What everybody really wanted to know was, Tell us about it, Dave. What was it like to get shot and go down? Tell us about it so we’ll know when it happens to us. Tell us, but don’t get too heavy. Keep it light and joke and bullshit about it. Let us all whistle through the graveyard, because that way it ain’t nearly so scary.
He told his story and things grew quieter and more serious. Silence crept in like fog through cracks to dampen spirits. The bullshitting and grabassing ceased. I leaned against the rocket crate bar with Farmer Farmer, who had almost gone down twice, and sipped my beer and listened. Each of us nursed his own fears and apprehensions as he fought back unspoken nightmares which threatened the possibility that tomorrow it could be me out there.
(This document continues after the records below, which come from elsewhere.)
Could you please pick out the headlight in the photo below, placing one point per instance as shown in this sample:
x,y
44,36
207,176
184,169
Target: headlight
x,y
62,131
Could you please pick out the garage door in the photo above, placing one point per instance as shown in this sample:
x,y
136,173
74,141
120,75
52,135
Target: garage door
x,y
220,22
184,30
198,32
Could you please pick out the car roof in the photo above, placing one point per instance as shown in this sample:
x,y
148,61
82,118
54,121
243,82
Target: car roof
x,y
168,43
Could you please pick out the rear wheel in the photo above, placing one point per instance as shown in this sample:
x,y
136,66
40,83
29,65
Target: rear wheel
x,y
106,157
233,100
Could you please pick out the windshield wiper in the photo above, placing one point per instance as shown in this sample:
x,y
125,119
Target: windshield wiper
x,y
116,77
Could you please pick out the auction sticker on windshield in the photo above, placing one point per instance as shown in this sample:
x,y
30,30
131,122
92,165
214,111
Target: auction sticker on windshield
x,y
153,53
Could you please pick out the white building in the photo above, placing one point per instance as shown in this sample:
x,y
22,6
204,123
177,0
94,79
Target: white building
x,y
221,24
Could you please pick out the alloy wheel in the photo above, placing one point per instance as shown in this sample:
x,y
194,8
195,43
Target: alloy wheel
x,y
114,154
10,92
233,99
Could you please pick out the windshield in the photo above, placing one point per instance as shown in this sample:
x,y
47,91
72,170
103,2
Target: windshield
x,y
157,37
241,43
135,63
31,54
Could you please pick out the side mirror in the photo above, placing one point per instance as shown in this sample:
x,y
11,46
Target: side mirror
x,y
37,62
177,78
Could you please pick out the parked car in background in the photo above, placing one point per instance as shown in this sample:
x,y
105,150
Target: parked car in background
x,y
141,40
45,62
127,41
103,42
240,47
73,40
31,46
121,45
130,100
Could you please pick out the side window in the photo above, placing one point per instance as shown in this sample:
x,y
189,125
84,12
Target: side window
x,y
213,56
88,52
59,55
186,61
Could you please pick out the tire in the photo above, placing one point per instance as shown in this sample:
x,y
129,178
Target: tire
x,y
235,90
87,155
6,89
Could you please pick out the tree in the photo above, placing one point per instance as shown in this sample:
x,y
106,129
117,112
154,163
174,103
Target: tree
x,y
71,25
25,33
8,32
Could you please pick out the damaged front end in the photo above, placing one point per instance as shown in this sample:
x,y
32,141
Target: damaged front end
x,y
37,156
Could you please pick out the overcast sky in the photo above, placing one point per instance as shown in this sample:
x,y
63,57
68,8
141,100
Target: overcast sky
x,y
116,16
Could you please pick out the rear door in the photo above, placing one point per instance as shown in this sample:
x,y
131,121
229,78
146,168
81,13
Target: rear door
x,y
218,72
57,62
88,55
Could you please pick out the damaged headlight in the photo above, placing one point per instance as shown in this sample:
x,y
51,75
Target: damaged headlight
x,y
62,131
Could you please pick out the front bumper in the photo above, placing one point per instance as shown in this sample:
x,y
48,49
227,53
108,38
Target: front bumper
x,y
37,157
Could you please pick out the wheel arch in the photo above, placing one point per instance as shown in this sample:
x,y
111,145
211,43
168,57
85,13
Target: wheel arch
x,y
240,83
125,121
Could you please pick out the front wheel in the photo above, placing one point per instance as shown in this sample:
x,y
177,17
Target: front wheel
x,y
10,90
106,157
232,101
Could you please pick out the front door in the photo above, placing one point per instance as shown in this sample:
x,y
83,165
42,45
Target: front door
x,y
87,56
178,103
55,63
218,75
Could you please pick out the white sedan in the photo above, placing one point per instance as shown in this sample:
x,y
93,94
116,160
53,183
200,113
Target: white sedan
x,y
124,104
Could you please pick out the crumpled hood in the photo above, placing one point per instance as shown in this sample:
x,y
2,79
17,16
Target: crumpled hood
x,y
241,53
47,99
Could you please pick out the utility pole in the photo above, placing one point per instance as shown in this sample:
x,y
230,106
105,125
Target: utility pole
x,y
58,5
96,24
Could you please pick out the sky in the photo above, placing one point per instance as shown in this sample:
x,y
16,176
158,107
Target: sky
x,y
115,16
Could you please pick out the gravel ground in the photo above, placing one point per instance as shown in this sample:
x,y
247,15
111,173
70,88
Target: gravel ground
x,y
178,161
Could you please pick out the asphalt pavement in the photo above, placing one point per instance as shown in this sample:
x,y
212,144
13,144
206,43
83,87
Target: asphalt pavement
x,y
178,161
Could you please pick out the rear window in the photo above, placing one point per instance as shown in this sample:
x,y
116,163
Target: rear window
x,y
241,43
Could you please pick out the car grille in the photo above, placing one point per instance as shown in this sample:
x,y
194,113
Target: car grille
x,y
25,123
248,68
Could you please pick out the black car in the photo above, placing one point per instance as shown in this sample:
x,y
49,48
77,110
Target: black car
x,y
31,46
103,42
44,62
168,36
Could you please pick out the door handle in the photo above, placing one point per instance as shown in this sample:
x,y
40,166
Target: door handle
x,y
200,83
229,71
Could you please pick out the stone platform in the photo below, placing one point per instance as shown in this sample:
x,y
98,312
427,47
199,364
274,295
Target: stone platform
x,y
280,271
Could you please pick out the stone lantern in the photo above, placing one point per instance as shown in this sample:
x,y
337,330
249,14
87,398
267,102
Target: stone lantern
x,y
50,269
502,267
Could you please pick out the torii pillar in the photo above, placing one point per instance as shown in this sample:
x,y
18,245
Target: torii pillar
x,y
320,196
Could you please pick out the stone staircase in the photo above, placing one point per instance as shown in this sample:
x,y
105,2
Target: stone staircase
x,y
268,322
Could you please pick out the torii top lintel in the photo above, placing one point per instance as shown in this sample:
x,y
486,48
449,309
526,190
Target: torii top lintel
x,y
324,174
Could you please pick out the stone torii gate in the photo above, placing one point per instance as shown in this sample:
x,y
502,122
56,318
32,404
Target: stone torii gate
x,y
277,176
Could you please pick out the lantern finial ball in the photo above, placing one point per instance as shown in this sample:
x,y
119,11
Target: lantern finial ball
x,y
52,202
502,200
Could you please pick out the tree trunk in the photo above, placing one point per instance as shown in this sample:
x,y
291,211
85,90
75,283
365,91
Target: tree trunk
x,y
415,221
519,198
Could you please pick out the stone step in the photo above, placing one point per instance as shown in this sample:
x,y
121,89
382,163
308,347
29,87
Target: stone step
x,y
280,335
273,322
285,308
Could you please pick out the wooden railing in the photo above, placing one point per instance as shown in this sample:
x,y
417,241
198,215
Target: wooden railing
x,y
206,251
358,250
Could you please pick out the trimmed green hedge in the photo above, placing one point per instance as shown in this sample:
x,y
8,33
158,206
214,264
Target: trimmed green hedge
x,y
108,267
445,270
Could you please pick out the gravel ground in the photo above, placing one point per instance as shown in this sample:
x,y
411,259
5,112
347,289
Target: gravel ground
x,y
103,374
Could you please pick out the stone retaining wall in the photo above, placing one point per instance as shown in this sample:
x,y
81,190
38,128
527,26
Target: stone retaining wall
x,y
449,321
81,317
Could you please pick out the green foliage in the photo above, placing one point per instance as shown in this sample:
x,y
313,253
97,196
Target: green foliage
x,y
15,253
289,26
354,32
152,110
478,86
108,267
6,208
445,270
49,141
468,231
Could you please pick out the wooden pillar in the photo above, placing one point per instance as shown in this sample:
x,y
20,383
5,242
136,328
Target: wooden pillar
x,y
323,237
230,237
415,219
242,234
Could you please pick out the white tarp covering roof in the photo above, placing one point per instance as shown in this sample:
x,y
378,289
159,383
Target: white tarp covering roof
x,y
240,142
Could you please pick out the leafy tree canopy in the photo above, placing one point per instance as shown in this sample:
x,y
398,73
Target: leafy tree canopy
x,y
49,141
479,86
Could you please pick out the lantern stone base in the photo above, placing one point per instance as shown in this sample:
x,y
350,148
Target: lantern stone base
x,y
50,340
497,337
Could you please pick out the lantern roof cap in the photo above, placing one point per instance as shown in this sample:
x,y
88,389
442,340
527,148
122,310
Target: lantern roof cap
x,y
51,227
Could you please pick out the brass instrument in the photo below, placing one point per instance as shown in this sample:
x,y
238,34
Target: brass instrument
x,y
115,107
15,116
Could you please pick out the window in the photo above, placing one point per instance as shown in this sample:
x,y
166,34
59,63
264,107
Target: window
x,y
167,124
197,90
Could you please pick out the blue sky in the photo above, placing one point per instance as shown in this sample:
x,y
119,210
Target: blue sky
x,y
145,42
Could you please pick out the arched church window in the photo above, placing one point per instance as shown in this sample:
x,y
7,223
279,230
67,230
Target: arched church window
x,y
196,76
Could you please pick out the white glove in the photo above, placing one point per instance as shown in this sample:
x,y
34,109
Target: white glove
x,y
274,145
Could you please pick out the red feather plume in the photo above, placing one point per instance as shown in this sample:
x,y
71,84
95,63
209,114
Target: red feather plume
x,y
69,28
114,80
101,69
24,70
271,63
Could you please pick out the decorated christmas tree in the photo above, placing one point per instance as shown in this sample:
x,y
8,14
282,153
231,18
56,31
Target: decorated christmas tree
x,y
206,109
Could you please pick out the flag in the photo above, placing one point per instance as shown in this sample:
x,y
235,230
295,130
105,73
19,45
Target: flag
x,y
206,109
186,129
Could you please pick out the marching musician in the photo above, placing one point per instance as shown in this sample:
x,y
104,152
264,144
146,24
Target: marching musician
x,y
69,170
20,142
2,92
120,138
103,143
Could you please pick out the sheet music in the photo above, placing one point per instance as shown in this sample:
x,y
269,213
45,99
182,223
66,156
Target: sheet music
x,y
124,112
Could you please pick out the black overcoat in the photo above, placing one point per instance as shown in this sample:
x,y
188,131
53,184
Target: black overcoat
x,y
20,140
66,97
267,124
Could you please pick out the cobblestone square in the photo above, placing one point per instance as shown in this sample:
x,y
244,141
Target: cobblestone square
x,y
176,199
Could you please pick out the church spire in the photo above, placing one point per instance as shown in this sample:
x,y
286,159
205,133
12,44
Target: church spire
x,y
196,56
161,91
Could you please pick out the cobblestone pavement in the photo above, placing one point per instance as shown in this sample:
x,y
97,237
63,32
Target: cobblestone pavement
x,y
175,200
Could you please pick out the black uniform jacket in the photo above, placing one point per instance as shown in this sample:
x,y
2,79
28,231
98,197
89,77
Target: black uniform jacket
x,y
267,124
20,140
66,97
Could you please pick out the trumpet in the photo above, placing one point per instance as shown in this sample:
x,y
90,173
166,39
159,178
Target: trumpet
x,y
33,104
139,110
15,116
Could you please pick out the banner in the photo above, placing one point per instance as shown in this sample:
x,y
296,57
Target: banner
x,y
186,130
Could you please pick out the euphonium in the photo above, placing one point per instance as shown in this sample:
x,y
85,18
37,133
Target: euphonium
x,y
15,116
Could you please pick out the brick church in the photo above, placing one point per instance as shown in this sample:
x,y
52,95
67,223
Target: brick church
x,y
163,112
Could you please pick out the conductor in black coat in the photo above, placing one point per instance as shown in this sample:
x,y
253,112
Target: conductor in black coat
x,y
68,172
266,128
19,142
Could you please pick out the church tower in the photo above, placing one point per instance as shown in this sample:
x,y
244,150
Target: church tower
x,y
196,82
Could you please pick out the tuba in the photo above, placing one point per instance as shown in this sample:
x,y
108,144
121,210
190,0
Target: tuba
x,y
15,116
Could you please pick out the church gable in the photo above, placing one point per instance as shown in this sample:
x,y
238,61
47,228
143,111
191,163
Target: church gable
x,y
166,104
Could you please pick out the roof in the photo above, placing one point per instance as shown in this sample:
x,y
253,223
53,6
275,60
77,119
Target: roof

We listened and we felt the worms crawling in our guts. Afterward, it was again laugh, laugh, laugh. Getting rid of all that awful silence. Mighty Morris took up his guitar and started to sing. It was one of those macabre songs with an unlimited number of verses that continued to accumulate night after night.
“Eighteen kids in a free-fire zone,
Books in hand going home;
Last in line goes home alone.
Napalm sticks to kids.
“Vietcong woman on the run,
Struck by napalm from the sun.
When they’re pregnant, you get two for one.
Napalm sticks to kids.
“Charlie in his boat sitting in the stern.
Thinks his goddamned boat won’t burn.
Those fucking gooks will never learn.
Napalm sticks to kids.”
Whoops and laughter of encouragement once again filled the club. Beer cans sailed around like mortar rounds. I finished my beer, slapped Stegall on the shoulder and walked outside into the Vietnam night. The 175s were also silent, for a change, no H&I tonight. Dark cloud banks formed on the horizon. I smelled rain and I smelled pollution from the river. I smelled fish and human shit and kerosene smoke from Tay Ninh the city five miles away.
I wondered if Charlie kept a Vulture Board like we did on which to record his kills.